Think for a minute. When was the last time you intended to go to bed early only to “check your feed” one last time, then suddenly—BAM!—you have lost 30 minutes to Facebook? Or when you were talking with a friend only to be distracted by the all-too-familiar “bing” of your phone alerting you to a new message that you just had to peek at?
The Struggle Against Technology Obsession Is Real
Cell phones are great tools, and I think we can all agree they are not going anywhere. The need to put them in their respective places, however, has become increasingly important as we struggle with the distractions of technology.
Focus determines many things in our lives and is necessary to accomplish goals, both in our careers and in our personal lives. Putting the emphasis back on these aspirations and not allowing oneself to be interrupted with the bells and whistles of technology is, at best, a struggle.
Five Steps to Get Control Over Your Phone Use
So how can you take back control? Start by trying these five simple tips:
- Put it out of reach. Out of sight, out of mind. When driving, put the phone in the backseat or in the glove compartment where you can’t reach it. Seriously. Whatever it takes for you not to pick the phone up while you’re driving.
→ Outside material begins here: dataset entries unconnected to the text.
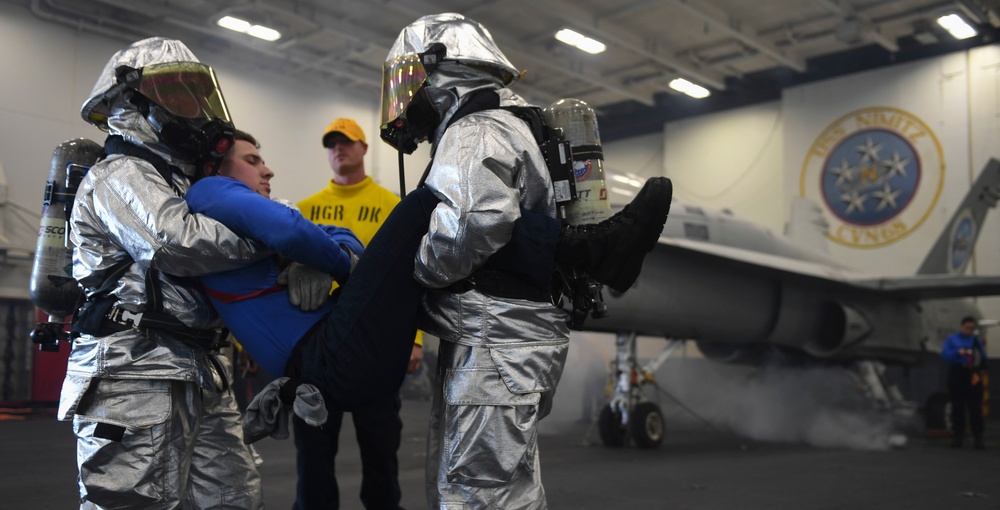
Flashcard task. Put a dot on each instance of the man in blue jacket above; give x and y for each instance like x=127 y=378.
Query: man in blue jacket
x=966 y=357
x=318 y=341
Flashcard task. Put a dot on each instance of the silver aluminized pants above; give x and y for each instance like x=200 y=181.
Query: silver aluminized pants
x=482 y=448
x=156 y=444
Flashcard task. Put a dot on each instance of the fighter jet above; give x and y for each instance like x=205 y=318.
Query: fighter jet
x=739 y=290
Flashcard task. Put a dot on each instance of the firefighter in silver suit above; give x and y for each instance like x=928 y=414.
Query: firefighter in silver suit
x=501 y=354
x=147 y=389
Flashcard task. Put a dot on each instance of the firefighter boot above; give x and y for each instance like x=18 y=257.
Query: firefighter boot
x=612 y=251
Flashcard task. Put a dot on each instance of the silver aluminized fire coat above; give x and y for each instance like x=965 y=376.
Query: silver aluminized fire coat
x=500 y=359
x=182 y=443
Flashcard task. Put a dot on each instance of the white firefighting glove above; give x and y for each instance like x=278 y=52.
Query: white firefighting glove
x=308 y=288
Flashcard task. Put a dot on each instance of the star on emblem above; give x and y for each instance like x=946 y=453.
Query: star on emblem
x=887 y=197
x=855 y=201
x=844 y=172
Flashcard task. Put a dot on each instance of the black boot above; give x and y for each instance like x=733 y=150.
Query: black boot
x=978 y=443
x=612 y=251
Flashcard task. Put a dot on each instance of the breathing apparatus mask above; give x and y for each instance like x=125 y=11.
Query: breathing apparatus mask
x=408 y=112
x=183 y=104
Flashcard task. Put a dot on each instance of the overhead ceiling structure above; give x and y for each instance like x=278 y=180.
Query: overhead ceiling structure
x=741 y=51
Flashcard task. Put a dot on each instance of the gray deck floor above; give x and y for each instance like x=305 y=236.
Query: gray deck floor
x=696 y=467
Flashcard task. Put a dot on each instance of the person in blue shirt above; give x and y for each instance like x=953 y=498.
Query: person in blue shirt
x=966 y=357
x=345 y=347
x=308 y=337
- Focus on people. Mealtimes are for enjoying good food and catching up with family and friends. Don’t bring the cell phone to the table. Turn the ringer off and put it in a pocket or purse where you can’t see the screen. Whether you are at home or in a restaurant, focus on the person across the table from you. They must be pretty important if you are sharing a meal with them.
- Put your phone to bed at a decent time. If you go to bed at 11pm, tuck the phone in at 10:30. Give yourself at least 30 minutes of no cell phone usage before going to bed. The blue light a cell phone gives off is much like daylight and can trigger the brain to stay awake. Although most phones have a “night shift” feature, picking up the phone right before bed may also trigger you to check emails and social media, which makes it harder to turn off your brain and go to sleep.
- Do something you love. Remember all of the great things you used to do before you got a cell phone—and do them! Yes, younger generation, I am talking to you, too! What do you love? Sports, music, painting, writing, cooking? This list can go on and on. None of these things require a cell phone, and they never did. Get back to the things you love to do that make you who you are. Be present in what you are doing and enjoy!
- Turn it off. You can stop lots of issues with just a click of the button. No one said owning a cell phone was a 24/7 job. Turn it off when you need or want to truly focus on something, such as studying, reading, working, or simply trying to write a blog without being interrupted!
A cell phone is a pretty amazing piece of technology, but don’t let it dictate how you spend your time, energy, and focus. Small changes like these can help you conquer digital distractions.